I stayed in the woods until noon, then dragged my buck downhill to the fire trail and carted him back to the Jeep. I headed back to camp then to ice down the body cavity, since it was such a warm day, and to prepare the evening meal. Along the way I noticed several groups of orange-clad “hunters” lounging on their camp porches, having already apparently quit the hunt, probably sitting there complaining about the lack of deer in the woods.

But there was no lack of deer for our group that day. Billy shot an eight-point buck himself, but not until 4 p.m., by which time he had spent 10 hours on stand, and Tom shot a doe at 4:30 for the freezer. All told, our seven hunters reported spotting more than 125 deer on opening day, including eight or 10 different bucks, half of which were confirmed as sub-legal. That’s a lot of deer, even with some overlap among our group, which was spread out over three-quarters of a mile of ridge, bench, and valley, especially considering that we hunt wide-open public lands up north in the big woods, where many hunters say there are no deer anymore.

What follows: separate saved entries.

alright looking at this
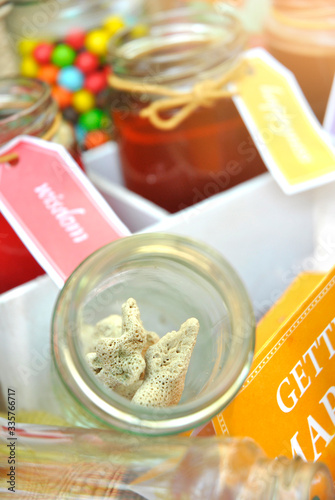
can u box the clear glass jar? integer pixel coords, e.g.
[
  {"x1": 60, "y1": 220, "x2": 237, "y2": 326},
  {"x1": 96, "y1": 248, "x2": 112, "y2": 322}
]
[
  {"x1": 6, "y1": 0, "x2": 142, "y2": 43},
  {"x1": 0, "y1": 2, "x2": 18, "y2": 77},
  {"x1": 264, "y1": 0, "x2": 335, "y2": 123},
  {"x1": 52, "y1": 232, "x2": 255, "y2": 436},
  {"x1": 2, "y1": 421, "x2": 334, "y2": 499},
  {"x1": 0, "y1": 77, "x2": 81, "y2": 293},
  {"x1": 5, "y1": 0, "x2": 143, "y2": 151},
  {"x1": 108, "y1": 6, "x2": 267, "y2": 213}
]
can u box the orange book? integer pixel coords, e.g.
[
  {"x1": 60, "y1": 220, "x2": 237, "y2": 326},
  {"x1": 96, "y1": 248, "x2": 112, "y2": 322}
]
[{"x1": 211, "y1": 270, "x2": 335, "y2": 482}]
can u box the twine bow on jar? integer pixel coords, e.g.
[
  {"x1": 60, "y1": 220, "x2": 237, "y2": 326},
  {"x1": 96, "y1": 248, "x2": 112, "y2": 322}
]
[{"x1": 109, "y1": 60, "x2": 247, "y2": 130}]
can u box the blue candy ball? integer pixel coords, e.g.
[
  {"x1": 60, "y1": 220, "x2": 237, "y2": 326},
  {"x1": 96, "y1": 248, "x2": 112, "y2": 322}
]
[
  {"x1": 58, "y1": 66, "x2": 84, "y2": 92},
  {"x1": 75, "y1": 124, "x2": 87, "y2": 145}
]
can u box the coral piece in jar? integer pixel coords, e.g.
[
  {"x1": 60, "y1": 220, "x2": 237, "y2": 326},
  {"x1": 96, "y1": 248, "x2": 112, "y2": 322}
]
[
  {"x1": 132, "y1": 318, "x2": 199, "y2": 408},
  {"x1": 86, "y1": 298, "x2": 199, "y2": 407},
  {"x1": 86, "y1": 298, "x2": 159, "y2": 399}
]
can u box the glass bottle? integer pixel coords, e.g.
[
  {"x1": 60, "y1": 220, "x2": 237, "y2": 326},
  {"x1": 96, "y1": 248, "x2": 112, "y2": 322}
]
[
  {"x1": 52, "y1": 232, "x2": 255, "y2": 435},
  {"x1": 0, "y1": 77, "x2": 81, "y2": 293},
  {"x1": 108, "y1": 5, "x2": 267, "y2": 213},
  {"x1": 264, "y1": 0, "x2": 335, "y2": 123},
  {"x1": 0, "y1": 420, "x2": 334, "y2": 499}
]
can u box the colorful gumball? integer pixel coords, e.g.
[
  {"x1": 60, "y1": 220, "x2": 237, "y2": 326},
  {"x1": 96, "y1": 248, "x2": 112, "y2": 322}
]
[
  {"x1": 58, "y1": 66, "x2": 84, "y2": 92},
  {"x1": 75, "y1": 124, "x2": 87, "y2": 144},
  {"x1": 85, "y1": 29, "x2": 110, "y2": 56},
  {"x1": 18, "y1": 39, "x2": 39, "y2": 56},
  {"x1": 63, "y1": 106, "x2": 80, "y2": 124},
  {"x1": 65, "y1": 29, "x2": 86, "y2": 51},
  {"x1": 37, "y1": 64, "x2": 59, "y2": 85},
  {"x1": 33, "y1": 42, "x2": 54, "y2": 64},
  {"x1": 84, "y1": 71, "x2": 107, "y2": 94},
  {"x1": 75, "y1": 51, "x2": 99, "y2": 74},
  {"x1": 84, "y1": 130, "x2": 110, "y2": 150},
  {"x1": 52, "y1": 85, "x2": 73, "y2": 109},
  {"x1": 72, "y1": 89, "x2": 95, "y2": 113},
  {"x1": 103, "y1": 16, "x2": 125, "y2": 36},
  {"x1": 51, "y1": 44, "x2": 77, "y2": 67},
  {"x1": 20, "y1": 57, "x2": 39, "y2": 77},
  {"x1": 79, "y1": 108, "x2": 108, "y2": 131}
]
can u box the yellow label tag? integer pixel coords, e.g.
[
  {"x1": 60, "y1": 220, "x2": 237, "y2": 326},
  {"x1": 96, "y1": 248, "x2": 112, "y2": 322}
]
[
  {"x1": 213, "y1": 268, "x2": 335, "y2": 483},
  {"x1": 233, "y1": 49, "x2": 335, "y2": 193}
]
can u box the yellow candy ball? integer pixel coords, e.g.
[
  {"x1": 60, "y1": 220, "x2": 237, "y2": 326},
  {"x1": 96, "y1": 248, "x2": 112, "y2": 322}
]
[
  {"x1": 131, "y1": 24, "x2": 149, "y2": 39},
  {"x1": 72, "y1": 89, "x2": 95, "y2": 113},
  {"x1": 18, "y1": 39, "x2": 39, "y2": 56},
  {"x1": 85, "y1": 29, "x2": 110, "y2": 56},
  {"x1": 103, "y1": 16, "x2": 125, "y2": 36},
  {"x1": 20, "y1": 57, "x2": 39, "y2": 77}
]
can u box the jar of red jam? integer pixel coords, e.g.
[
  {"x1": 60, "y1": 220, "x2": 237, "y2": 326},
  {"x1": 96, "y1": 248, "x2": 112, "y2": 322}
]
[
  {"x1": 109, "y1": 6, "x2": 266, "y2": 213},
  {"x1": 0, "y1": 77, "x2": 82, "y2": 293}
]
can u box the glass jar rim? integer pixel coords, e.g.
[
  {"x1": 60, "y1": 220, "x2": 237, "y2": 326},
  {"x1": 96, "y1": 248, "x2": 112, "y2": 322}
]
[
  {"x1": 52, "y1": 232, "x2": 255, "y2": 435},
  {"x1": 265, "y1": 1, "x2": 335, "y2": 54},
  {"x1": 7, "y1": 0, "x2": 142, "y2": 39},
  {"x1": 272, "y1": 0, "x2": 334, "y2": 8},
  {"x1": 109, "y1": 5, "x2": 247, "y2": 87},
  {"x1": 0, "y1": 77, "x2": 57, "y2": 144}
]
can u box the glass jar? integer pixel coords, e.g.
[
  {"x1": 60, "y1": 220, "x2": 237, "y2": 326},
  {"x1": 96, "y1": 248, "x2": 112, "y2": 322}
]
[
  {"x1": 0, "y1": 1, "x2": 18, "y2": 77},
  {"x1": 108, "y1": 6, "x2": 267, "y2": 213},
  {"x1": 264, "y1": 0, "x2": 335, "y2": 123},
  {"x1": 52, "y1": 232, "x2": 255, "y2": 435},
  {"x1": 5, "y1": 0, "x2": 143, "y2": 151},
  {"x1": 0, "y1": 77, "x2": 81, "y2": 293},
  {"x1": 3, "y1": 422, "x2": 334, "y2": 500},
  {"x1": 6, "y1": 0, "x2": 142, "y2": 44}
]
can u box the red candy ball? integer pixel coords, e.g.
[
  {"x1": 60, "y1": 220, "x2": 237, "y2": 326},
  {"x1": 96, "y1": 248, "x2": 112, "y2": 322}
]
[
  {"x1": 65, "y1": 29, "x2": 86, "y2": 51},
  {"x1": 84, "y1": 71, "x2": 108, "y2": 94},
  {"x1": 33, "y1": 43, "x2": 54, "y2": 64},
  {"x1": 103, "y1": 65, "x2": 112, "y2": 77},
  {"x1": 75, "y1": 51, "x2": 100, "y2": 74}
]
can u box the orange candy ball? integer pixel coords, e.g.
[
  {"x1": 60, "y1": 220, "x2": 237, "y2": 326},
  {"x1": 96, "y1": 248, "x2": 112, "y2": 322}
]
[
  {"x1": 84, "y1": 130, "x2": 110, "y2": 149},
  {"x1": 37, "y1": 64, "x2": 59, "y2": 85},
  {"x1": 51, "y1": 85, "x2": 73, "y2": 109}
]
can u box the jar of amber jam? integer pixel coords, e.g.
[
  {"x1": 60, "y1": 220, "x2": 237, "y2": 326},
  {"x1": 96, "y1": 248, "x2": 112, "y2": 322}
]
[
  {"x1": 109, "y1": 6, "x2": 266, "y2": 213},
  {"x1": 0, "y1": 77, "x2": 81, "y2": 293},
  {"x1": 265, "y1": 0, "x2": 335, "y2": 123}
]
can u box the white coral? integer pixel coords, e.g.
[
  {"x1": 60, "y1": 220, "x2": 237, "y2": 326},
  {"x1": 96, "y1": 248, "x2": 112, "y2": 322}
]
[
  {"x1": 86, "y1": 298, "x2": 199, "y2": 407},
  {"x1": 132, "y1": 318, "x2": 199, "y2": 407},
  {"x1": 86, "y1": 298, "x2": 159, "y2": 399}
]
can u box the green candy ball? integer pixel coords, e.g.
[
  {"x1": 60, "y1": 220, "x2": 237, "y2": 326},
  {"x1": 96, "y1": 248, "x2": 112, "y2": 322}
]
[
  {"x1": 79, "y1": 108, "x2": 109, "y2": 131},
  {"x1": 51, "y1": 44, "x2": 76, "y2": 67}
]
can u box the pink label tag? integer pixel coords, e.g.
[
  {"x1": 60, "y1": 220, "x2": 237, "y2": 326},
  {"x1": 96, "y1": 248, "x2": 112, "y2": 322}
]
[{"x1": 0, "y1": 136, "x2": 130, "y2": 287}]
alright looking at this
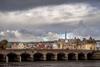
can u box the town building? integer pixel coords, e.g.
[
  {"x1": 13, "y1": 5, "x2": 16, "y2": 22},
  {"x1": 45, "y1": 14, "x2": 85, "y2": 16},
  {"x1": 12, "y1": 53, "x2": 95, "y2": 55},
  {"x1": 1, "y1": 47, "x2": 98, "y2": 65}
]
[
  {"x1": 8, "y1": 37, "x2": 96, "y2": 50},
  {"x1": 96, "y1": 40, "x2": 100, "y2": 50}
]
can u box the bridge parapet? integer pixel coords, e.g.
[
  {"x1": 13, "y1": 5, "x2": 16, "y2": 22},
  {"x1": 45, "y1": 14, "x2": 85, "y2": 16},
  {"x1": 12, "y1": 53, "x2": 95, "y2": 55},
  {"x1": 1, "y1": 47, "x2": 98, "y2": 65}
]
[{"x1": 0, "y1": 49, "x2": 95, "y2": 55}]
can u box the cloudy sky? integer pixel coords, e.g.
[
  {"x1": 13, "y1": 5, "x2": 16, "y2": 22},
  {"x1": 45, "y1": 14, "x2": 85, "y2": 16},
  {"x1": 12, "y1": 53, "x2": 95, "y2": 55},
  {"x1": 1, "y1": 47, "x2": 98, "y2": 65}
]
[{"x1": 0, "y1": 0, "x2": 100, "y2": 41}]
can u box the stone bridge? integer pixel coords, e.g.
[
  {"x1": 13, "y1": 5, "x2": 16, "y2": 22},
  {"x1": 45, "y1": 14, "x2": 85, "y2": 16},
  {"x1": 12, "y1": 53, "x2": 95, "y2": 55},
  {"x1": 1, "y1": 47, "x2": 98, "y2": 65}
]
[{"x1": 0, "y1": 49, "x2": 97, "y2": 63}]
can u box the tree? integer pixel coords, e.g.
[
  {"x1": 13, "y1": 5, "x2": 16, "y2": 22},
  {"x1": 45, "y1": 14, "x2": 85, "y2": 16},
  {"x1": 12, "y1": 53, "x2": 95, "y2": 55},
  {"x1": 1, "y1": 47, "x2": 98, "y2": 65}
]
[{"x1": 0, "y1": 40, "x2": 8, "y2": 49}]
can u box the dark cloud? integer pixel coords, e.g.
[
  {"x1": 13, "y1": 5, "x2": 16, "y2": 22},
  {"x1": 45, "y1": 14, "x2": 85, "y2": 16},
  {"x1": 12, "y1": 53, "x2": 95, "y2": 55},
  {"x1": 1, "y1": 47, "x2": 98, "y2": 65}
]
[{"x1": 0, "y1": 0, "x2": 100, "y2": 11}]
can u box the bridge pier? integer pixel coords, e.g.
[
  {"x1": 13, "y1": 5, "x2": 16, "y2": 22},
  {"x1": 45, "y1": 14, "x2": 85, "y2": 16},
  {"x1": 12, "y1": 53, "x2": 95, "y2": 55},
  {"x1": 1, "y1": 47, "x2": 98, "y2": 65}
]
[
  {"x1": 54, "y1": 53, "x2": 57, "y2": 61},
  {"x1": 30, "y1": 55, "x2": 33, "y2": 61},
  {"x1": 43, "y1": 54, "x2": 46, "y2": 61},
  {"x1": 65, "y1": 53, "x2": 68, "y2": 60},
  {"x1": 18, "y1": 55, "x2": 21, "y2": 62},
  {"x1": 75, "y1": 53, "x2": 78, "y2": 60},
  {"x1": 85, "y1": 54, "x2": 87, "y2": 60},
  {"x1": 6, "y1": 56, "x2": 8, "y2": 63}
]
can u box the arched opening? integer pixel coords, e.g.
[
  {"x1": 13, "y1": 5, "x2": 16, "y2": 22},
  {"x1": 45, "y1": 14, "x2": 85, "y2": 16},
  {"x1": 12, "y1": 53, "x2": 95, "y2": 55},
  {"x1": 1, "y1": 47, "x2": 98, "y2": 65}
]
[
  {"x1": 87, "y1": 53, "x2": 94, "y2": 60},
  {"x1": 57, "y1": 53, "x2": 66, "y2": 61},
  {"x1": 46, "y1": 53, "x2": 55, "y2": 61},
  {"x1": 34, "y1": 53, "x2": 43, "y2": 61},
  {"x1": 21, "y1": 53, "x2": 31, "y2": 62},
  {"x1": 68, "y1": 53, "x2": 76, "y2": 60},
  {"x1": 78, "y1": 53, "x2": 85, "y2": 60},
  {"x1": 7, "y1": 53, "x2": 18, "y2": 62},
  {"x1": 0, "y1": 54, "x2": 5, "y2": 62}
]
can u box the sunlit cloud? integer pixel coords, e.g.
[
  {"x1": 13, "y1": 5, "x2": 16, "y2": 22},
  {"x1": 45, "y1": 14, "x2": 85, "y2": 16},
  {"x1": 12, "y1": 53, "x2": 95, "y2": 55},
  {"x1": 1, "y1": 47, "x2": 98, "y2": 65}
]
[{"x1": 0, "y1": 32, "x2": 5, "y2": 36}]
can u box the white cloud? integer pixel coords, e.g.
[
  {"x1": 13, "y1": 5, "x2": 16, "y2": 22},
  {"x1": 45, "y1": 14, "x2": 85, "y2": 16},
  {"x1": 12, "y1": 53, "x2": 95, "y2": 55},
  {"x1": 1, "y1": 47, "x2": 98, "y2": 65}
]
[
  {"x1": 0, "y1": 30, "x2": 58, "y2": 41},
  {"x1": 0, "y1": 3, "x2": 99, "y2": 25},
  {"x1": 0, "y1": 29, "x2": 98, "y2": 41},
  {"x1": 0, "y1": 31, "x2": 5, "y2": 36},
  {"x1": 43, "y1": 32, "x2": 59, "y2": 41}
]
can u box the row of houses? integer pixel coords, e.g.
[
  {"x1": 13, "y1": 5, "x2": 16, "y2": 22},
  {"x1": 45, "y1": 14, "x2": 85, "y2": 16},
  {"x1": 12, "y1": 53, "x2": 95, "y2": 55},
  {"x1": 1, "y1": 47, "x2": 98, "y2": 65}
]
[
  {"x1": 7, "y1": 37, "x2": 99, "y2": 50},
  {"x1": 8, "y1": 41, "x2": 57, "y2": 49}
]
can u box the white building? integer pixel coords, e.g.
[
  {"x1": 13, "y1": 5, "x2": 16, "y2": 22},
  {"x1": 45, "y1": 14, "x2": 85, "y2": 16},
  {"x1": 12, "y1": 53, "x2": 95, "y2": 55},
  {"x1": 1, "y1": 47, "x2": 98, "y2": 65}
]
[
  {"x1": 11, "y1": 43, "x2": 18, "y2": 49},
  {"x1": 17, "y1": 43, "x2": 25, "y2": 49},
  {"x1": 52, "y1": 43, "x2": 58, "y2": 49}
]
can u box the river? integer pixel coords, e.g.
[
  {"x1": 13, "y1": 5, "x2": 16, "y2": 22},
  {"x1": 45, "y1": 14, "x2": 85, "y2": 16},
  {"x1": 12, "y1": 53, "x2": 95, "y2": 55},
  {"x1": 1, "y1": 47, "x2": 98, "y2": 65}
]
[{"x1": 0, "y1": 61, "x2": 100, "y2": 67}]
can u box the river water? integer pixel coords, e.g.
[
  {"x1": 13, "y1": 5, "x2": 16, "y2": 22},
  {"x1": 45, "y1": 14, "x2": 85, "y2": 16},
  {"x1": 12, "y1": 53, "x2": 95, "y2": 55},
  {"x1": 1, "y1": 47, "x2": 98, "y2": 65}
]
[{"x1": 0, "y1": 61, "x2": 100, "y2": 67}]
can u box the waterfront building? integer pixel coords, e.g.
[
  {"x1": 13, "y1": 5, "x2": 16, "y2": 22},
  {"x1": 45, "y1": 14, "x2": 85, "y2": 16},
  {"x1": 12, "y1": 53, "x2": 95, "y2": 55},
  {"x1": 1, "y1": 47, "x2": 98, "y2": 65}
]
[
  {"x1": 96, "y1": 40, "x2": 100, "y2": 50},
  {"x1": 8, "y1": 37, "x2": 96, "y2": 50},
  {"x1": 11, "y1": 43, "x2": 18, "y2": 49},
  {"x1": 83, "y1": 37, "x2": 96, "y2": 50},
  {"x1": 57, "y1": 39, "x2": 65, "y2": 49},
  {"x1": 52, "y1": 43, "x2": 58, "y2": 49},
  {"x1": 26, "y1": 43, "x2": 35, "y2": 49},
  {"x1": 17, "y1": 43, "x2": 26, "y2": 49}
]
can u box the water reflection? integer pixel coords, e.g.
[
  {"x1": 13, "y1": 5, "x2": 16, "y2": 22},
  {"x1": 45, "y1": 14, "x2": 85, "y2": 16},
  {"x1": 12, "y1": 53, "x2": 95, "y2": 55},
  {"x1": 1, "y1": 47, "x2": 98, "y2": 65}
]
[{"x1": 0, "y1": 61, "x2": 100, "y2": 67}]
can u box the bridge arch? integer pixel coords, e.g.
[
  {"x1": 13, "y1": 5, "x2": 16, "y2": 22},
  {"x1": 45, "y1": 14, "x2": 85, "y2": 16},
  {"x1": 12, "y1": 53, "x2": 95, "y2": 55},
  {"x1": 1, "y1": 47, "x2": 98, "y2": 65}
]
[
  {"x1": 87, "y1": 52, "x2": 94, "y2": 60},
  {"x1": 46, "y1": 53, "x2": 55, "y2": 61},
  {"x1": 7, "y1": 53, "x2": 18, "y2": 62},
  {"x1": 57, "y1": 53, "x2": 66, "y2": 61},
  {"x1": 33, "y1": 53, "x2": 44, "y2": 61},
  {"x1": 0, "y1": 54, "x2": 5, "y2": 62},
  {"x1": 68, "y1": 53, "x2": 76, "y2": 60},
  {"x1": 78, "y1": 53, "x2": 85, "y2": 60},
  {"x1": 20, "y1": 53, "x2": 31, "y2": 62}
]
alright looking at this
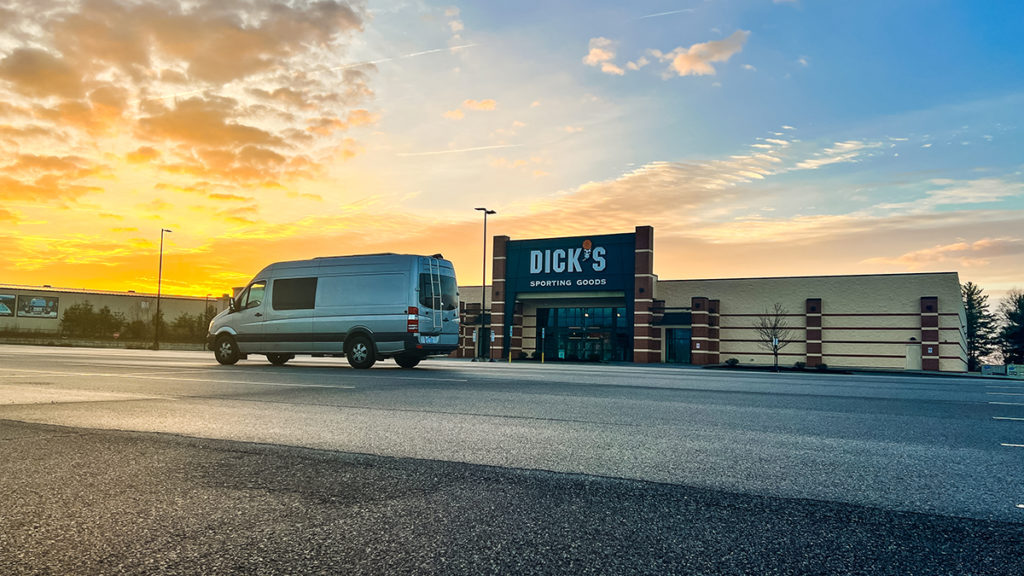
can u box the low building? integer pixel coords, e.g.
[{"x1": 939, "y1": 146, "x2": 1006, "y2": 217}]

Todd spotted 12 during the opener, Rocky 17, Billy 27, and Tom more than 30. The rest of us saw decent numbers, too, perhaps because we scout our hunting grounds, hike back in, and hunt intensely all day.

Last year our seven hunters killed five big-racked bucks during the first two and last two days of the season. We saw moderate numbers of deer then, mostly mature bucks and immature yearlings. With last year’s mild winter, those yearlings apparently survived and produced additional fawns for this year. And maybe the fact that so many hunters have given up on the big woods — we saw far fewer hunters and hunting vehicles than we used to see five or 10 years ago — means there are that many more deer for the F-troop gang. We believe that if you get out there and hunt, you can still have a quality deer experiencebin the Pennsylvania big woods.